I look forward to the season of Lent as part of a liturgical church, Prince of Peace Anglican Church. For me, this will be a learning process, even though at our last church we did practice both Ash Wednesday and Lent. I was raised in a non-liturgical church, for years being part of those kinds of churches. So the instruction and practice that comes with such seasons is something relatively new to me. And I have in mind what I want to do during Lent.

Above all, in all of this we want to reflect on our Lord’s suffering, the meaning of his death and resurrection, and our identification with that as part of our salvation in this present life. So that with Paul we might say this:

I want to know Christ—yes, to know the power of his resurrection and participation in his sufferings, becoming like him in his death, and so, somehow, attaining to the resurrection from the dead.

fasting’s end

Isaiah 58 is a fascinating chapter. It speaks of the fast (abstaining from food for a time) God accepts in the context of Israel of old. They continued in their religion, professing faith in and devotion to God. They did so with what might be called “spiritual disciplines” today. They seemed eager to hear God’s voice. Seemed to humble themselves in religious practice. But none of this changed their lives. The life change God is looking for in the chapter was with reference to others. They continued to oppress and take advantage of others. And they fought among themselves. They were lacking in the love God calls his people to.

The only fast God accepted was a fast to loose the chains of injustice. To do good to the poor and oppressed. To do what is right by all, in love. Fasting that led to that life change was meaningful to God.

I have found the spiritual disciplines helpful. It has been well said that they are not ends themselves, but means to the end. We need to be in God’s revelation in scripture fulfilled in Jesus to understand what that end is. In spite of criticism I’ve read from one I highly respect, I do think that Christian traditions which make regular use of spiritual disciplines, do tend to do better in serving others.
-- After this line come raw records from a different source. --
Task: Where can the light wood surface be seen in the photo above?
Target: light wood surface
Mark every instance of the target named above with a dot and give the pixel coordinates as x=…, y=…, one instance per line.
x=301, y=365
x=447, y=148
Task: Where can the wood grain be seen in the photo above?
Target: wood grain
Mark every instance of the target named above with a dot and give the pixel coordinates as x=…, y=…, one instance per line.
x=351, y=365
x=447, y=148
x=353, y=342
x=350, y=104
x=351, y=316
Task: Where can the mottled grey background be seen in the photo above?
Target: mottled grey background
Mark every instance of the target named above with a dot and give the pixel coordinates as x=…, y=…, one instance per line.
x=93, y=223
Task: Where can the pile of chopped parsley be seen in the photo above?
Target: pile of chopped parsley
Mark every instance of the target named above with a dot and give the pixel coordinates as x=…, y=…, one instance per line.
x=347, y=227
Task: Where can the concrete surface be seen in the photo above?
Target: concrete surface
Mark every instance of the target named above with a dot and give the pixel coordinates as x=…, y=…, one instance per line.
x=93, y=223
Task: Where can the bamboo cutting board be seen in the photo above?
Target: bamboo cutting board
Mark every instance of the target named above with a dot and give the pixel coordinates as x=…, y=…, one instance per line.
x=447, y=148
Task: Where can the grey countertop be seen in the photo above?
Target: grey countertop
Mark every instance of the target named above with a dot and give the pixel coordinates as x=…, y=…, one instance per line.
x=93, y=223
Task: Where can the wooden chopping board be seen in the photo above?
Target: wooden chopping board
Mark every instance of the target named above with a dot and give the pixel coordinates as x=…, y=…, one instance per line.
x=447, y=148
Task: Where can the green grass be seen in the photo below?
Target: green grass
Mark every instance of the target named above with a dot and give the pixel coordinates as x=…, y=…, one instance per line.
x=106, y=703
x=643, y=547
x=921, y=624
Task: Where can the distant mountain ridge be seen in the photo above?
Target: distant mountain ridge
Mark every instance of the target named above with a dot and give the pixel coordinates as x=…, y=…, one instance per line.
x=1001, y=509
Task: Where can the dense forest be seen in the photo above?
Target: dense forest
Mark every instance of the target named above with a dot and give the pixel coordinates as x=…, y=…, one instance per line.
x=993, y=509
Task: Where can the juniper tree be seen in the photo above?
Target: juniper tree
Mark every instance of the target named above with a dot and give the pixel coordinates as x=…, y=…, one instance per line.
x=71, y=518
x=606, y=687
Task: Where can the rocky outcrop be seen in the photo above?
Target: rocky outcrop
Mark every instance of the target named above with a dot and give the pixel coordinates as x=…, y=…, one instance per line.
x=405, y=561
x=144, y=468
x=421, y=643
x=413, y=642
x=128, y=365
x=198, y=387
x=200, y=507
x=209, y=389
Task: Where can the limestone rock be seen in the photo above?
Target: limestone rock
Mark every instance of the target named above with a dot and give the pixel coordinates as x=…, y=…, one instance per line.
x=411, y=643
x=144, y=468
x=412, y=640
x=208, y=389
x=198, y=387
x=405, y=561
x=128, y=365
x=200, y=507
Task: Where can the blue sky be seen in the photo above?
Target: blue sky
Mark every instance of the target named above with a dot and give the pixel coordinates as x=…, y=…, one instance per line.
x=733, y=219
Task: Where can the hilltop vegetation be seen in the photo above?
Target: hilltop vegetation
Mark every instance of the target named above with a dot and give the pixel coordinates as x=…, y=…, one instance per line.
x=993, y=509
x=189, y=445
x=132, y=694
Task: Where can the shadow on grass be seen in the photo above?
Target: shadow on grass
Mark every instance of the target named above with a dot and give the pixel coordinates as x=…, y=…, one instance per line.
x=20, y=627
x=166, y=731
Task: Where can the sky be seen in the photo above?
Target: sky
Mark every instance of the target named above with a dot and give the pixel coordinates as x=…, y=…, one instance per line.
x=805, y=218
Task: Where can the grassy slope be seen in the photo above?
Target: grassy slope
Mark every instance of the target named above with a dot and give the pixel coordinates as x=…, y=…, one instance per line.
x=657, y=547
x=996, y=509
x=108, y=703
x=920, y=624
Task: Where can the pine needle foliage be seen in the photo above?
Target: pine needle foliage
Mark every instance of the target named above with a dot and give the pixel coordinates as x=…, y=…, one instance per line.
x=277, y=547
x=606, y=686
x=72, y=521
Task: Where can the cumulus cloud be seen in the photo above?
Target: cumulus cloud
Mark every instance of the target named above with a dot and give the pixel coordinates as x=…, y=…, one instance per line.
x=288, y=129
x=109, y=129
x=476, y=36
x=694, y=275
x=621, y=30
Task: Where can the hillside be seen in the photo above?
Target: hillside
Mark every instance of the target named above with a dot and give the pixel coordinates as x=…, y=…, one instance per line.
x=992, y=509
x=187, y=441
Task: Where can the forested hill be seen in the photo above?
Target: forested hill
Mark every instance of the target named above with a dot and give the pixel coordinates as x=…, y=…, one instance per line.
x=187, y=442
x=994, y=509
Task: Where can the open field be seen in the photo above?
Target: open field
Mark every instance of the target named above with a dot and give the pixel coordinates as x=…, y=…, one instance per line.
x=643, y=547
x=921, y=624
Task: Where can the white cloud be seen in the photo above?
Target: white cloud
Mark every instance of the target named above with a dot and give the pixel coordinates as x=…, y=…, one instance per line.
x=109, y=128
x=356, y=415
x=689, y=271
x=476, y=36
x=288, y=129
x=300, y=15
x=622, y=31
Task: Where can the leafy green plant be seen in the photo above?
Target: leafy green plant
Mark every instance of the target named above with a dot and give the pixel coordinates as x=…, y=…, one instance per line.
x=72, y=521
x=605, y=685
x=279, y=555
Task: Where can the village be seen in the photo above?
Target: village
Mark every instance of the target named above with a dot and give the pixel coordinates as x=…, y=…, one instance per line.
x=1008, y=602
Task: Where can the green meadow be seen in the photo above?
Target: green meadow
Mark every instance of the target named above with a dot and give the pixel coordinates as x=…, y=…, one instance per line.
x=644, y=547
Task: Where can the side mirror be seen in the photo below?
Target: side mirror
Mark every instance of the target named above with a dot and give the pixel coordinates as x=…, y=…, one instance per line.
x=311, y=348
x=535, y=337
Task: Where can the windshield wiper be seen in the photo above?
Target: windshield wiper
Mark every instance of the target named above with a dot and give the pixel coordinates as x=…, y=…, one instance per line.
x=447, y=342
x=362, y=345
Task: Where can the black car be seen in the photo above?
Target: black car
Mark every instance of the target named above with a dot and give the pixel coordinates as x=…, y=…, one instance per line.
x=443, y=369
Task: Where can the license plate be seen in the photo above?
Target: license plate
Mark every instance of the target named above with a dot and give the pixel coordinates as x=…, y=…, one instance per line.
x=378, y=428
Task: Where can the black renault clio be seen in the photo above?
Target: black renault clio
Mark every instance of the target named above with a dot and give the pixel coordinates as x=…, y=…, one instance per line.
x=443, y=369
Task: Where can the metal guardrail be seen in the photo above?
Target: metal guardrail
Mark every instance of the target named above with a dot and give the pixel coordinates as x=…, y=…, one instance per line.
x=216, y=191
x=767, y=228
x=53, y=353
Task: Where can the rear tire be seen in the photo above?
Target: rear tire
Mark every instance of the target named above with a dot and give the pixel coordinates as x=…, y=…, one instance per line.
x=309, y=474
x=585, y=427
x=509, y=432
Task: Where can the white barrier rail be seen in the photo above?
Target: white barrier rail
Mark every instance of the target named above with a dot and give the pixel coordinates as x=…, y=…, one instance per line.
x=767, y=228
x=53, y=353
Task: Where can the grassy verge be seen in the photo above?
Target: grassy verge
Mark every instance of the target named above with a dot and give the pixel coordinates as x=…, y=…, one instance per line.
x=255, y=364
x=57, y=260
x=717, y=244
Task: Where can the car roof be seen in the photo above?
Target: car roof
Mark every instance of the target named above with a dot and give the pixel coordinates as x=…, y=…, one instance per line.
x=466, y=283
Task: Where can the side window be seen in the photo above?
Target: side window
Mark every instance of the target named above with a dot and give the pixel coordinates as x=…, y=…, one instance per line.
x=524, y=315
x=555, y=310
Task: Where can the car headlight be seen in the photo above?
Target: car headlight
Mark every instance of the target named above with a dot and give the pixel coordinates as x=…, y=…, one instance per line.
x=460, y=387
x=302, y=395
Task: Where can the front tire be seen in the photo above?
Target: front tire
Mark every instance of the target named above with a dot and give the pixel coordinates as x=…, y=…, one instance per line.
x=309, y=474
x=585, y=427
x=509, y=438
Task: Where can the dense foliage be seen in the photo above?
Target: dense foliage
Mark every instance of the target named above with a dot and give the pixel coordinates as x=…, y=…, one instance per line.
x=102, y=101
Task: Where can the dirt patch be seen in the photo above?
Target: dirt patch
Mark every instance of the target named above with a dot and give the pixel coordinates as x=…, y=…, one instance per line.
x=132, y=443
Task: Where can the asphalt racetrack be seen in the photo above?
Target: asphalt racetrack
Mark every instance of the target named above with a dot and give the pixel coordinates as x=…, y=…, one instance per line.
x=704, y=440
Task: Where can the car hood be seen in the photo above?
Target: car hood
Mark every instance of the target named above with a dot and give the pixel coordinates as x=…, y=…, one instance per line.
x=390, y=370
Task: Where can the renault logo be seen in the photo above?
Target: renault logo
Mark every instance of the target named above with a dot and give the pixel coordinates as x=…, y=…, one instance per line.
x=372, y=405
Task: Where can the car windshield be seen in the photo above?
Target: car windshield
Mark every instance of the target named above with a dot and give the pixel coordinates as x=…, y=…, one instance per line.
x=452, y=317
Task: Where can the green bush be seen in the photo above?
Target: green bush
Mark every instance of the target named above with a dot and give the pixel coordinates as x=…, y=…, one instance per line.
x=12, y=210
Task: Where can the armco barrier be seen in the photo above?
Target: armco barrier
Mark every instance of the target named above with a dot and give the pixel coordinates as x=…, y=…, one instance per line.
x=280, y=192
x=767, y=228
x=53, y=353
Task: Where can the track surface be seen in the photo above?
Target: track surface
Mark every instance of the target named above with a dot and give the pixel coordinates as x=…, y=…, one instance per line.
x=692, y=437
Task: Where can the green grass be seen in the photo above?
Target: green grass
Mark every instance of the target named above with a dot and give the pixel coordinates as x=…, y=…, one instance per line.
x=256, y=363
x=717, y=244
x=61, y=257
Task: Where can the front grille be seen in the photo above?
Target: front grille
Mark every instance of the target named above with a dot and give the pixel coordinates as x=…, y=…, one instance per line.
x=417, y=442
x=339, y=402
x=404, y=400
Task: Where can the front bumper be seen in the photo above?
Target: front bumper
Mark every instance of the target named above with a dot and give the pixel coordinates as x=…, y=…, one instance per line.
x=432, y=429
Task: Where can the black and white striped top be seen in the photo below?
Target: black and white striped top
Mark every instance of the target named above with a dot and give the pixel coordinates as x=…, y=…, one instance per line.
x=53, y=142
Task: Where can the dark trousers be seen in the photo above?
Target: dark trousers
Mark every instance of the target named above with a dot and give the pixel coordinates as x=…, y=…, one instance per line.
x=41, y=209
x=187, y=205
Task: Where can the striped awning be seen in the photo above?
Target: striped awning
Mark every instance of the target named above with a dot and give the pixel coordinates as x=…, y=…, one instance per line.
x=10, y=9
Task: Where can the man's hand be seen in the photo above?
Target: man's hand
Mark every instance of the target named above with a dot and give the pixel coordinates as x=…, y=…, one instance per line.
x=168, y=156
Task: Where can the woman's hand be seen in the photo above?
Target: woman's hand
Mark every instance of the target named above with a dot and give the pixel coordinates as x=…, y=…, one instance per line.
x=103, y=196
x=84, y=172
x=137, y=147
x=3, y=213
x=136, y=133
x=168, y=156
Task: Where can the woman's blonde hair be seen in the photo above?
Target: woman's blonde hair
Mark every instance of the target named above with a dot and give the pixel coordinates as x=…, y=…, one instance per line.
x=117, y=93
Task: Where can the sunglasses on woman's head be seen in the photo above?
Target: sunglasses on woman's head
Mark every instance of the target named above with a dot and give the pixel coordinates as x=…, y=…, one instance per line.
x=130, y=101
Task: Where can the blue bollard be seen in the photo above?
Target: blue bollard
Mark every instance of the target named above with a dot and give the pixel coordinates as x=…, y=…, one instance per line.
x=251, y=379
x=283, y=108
I am thinking of traditional disciplines of the church at large, such as lectio divina, chanting the psalms, silence, etc. But that person does have a point. The true end cannot be taken for granted, and too easily and regularly means can become ends.

I do think there’s a clear and present danger of being quite devoted to doing religious things, or what my tradition might call Christian things, such as “devotions” in Bible reading, meditation, and prayer. But seeing little or no life change at all. Of course if we can have a true guide in the way of Jesus to help us in our Bible reading or devotions, then all well and good. That should help. Someone or something to help us keep the true end of active love present before us. Daily, regular recitation of “the Jesus Creed” can help.

The point I’m trying to make is that we must keep the end in view–of loving God with our entire being and doing, and of loving our neighbor as ourselves. These two as commands seemed joined. We can’t do one right, without doing the other I take it. Or at least for God’s people in Jesus the two are most definitely joined. Actually scripture is plain enough on this.

It is not so that we might feel better, or have inward peace. That is not enough, though a good start- or better yet, that has its place. But that is to be extended to others. We must not forget that we are blessed to be a blessing. We love God and humanity, meaning people who are our neighbors, who we have contact with–I’m trying to say real people around us, not just some people we don’t know thousands of miles away–because God first loved us. And the love is active. We seek to love others, as God has and continues to love us, in and through Jesus.